|Song by James Taylor|
|from the album Flag|
"Millworker," or "Millwork," is a song written by James Taylor. It was originally written for the Stephen Schwartz Broadway musical Working. Taylor's own recording was released on his 1979 album Flag along with "Brother Trucker," which Taylor also wrote for Working. It has also been covered by other artists, including Bette Midler, Emmylou Harris, Pearl Jam's Eddie Vedder, Bruce Springsteen, Jennifer Warnes and Francis Cabrel.
According to Taylor, he was inspired to write the song quickly one night at his home in Martha's Vineyard, "about six feet" from where he wrote his earlier song "Secret O' Life." He was initially impressed with the song and how he was able to write it from the perspective of a woman. He originally started writing the song about a truck driver, rather than a millworker, and according to Taylor the lyrics are not about any particular character in the book by Studs Terkel, Working: People Talk About What They Do All Day and How They Feel About What They Do which was the basis for the musical Working. However, according to Bruce Springsteen biographer Marc Dolan, the lyrics were based on the words of union organizer Grace Clements, who was interviewed for Terkel's book. In the completed song, the protagonist became a young woman in the 1800s, who had been married to a drunken man and was forced to work in the textile mill after he died and left her alone with three children to feed. As relief from her drudgery she daydreams of her father's smile and her grandfather's stories. She recognizes that she is trapped and that her life is wasted because she made some poor choices. As she sings, she is miserable and old before her time, with nothing to look forward to. Taylor biographer Mark Robowsky describes the song as "a transfixing self-portrait through the tired eyes of a female laborer chained by life to her 'machine.'"

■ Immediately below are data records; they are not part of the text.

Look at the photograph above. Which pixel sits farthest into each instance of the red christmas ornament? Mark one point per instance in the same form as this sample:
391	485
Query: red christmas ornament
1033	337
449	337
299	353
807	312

The title of the song used in Working was "Millwork." Stephen Schwartz regarded it as his favorite song in the show. He also claimed that the song was entirely Taylor's idea and that he did not even think of the subject as a possible song. Author John Bush Jones regards the singer of "Millwork" as being "perhaps more anguished" than any of the other characters in Working. Robin Lamont sang the song on Broadway.

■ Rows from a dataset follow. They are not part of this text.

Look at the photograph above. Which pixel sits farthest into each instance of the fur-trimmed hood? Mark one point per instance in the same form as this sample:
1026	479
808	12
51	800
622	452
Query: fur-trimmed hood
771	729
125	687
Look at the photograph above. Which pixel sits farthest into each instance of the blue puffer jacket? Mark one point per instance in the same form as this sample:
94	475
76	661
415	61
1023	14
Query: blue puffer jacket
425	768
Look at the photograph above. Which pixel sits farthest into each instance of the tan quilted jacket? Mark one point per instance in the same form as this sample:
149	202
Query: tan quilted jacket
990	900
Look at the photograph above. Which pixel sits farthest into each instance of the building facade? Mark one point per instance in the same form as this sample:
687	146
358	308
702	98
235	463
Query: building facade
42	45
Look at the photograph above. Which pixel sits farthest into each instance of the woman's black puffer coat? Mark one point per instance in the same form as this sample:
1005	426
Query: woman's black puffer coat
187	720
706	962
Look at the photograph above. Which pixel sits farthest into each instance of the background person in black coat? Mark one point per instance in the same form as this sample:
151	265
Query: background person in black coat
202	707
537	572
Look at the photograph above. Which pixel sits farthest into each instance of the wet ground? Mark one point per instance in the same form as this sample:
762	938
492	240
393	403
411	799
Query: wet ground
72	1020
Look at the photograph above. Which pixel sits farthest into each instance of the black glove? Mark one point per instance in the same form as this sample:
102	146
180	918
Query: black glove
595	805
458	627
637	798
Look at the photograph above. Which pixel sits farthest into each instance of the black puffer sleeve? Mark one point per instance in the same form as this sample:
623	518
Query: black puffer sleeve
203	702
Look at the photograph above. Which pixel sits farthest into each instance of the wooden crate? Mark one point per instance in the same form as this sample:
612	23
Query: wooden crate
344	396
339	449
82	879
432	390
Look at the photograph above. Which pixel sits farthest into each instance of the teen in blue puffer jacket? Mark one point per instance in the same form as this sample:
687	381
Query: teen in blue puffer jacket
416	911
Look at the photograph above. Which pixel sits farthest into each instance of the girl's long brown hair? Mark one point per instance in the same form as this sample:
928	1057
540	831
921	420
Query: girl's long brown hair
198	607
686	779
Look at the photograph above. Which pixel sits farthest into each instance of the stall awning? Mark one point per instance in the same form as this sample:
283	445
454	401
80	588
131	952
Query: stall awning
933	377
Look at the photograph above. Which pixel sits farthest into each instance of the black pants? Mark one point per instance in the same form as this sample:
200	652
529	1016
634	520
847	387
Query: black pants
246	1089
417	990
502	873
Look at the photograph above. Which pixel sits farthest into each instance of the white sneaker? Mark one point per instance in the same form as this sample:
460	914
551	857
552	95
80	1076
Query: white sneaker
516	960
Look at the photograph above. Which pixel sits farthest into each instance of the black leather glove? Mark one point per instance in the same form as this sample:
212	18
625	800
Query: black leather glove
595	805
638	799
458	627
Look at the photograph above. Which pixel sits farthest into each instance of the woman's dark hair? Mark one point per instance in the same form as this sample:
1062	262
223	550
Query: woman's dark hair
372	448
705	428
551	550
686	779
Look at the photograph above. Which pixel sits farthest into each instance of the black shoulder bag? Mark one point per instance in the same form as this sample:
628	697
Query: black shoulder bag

Rolling Stone critic Stephen Holden regards "Millworker" as one of the key songs on Flag, describing as "Flag's most eloquent song." Taylor biographer Timothy White describes the Broadway version of the song as "a sublime, if under-esteemed, slice of stage magic," also praising the "dignity" of Lamont's performance. Jones describes the song as "graphic and powerful." Robowsky describes the song as "an anthem of class inequality and union solidarity." "Millworker" was included in Taylor's live album Live and his compilation album The Essential James Taylor. Taylor performed "Millworker" on Saturday Night Live on May 12, 1979 along with two other songs from Flag, "Up on the Roof" and "Johnnie Comes Back."
Bette Midler covered "Millworker" on her 1979 album Thighs and Whispers. According to Midler biographer Mark Bego, Midler's version is "a real treat," giving the song a "slow and pensive treatment" that brings the character to life." Billboard described her version as "sensitive." Allmusic critic Joe Viglione finds her version to be entertaining, and that it plays to Midler's strengths. Emmylou Harris covered "Millworker" on her 1981 album Evangeline. Allmusic critic Stewart Mason did not regard it as being very good. However, Mark Coleman and Mark Kemp of The New Rolling Stone Album Guide regarded her "heartfelt" version to be the one good thing on the album. Harris had wanted to include the song on her previous album, Roses in the Snow, but her producer Brian Ahern convinced her that it was too much of a pop song for that bluegrass album. Bruce Springsteen sang the song with Taylor on the 2006 album A Musicares Person of the Year Tribute. Pearl Jam's Eddie Vedder has covered the song in concert at the Delta Plex in Grand Rapids, MI, on Oct. 03, 2004.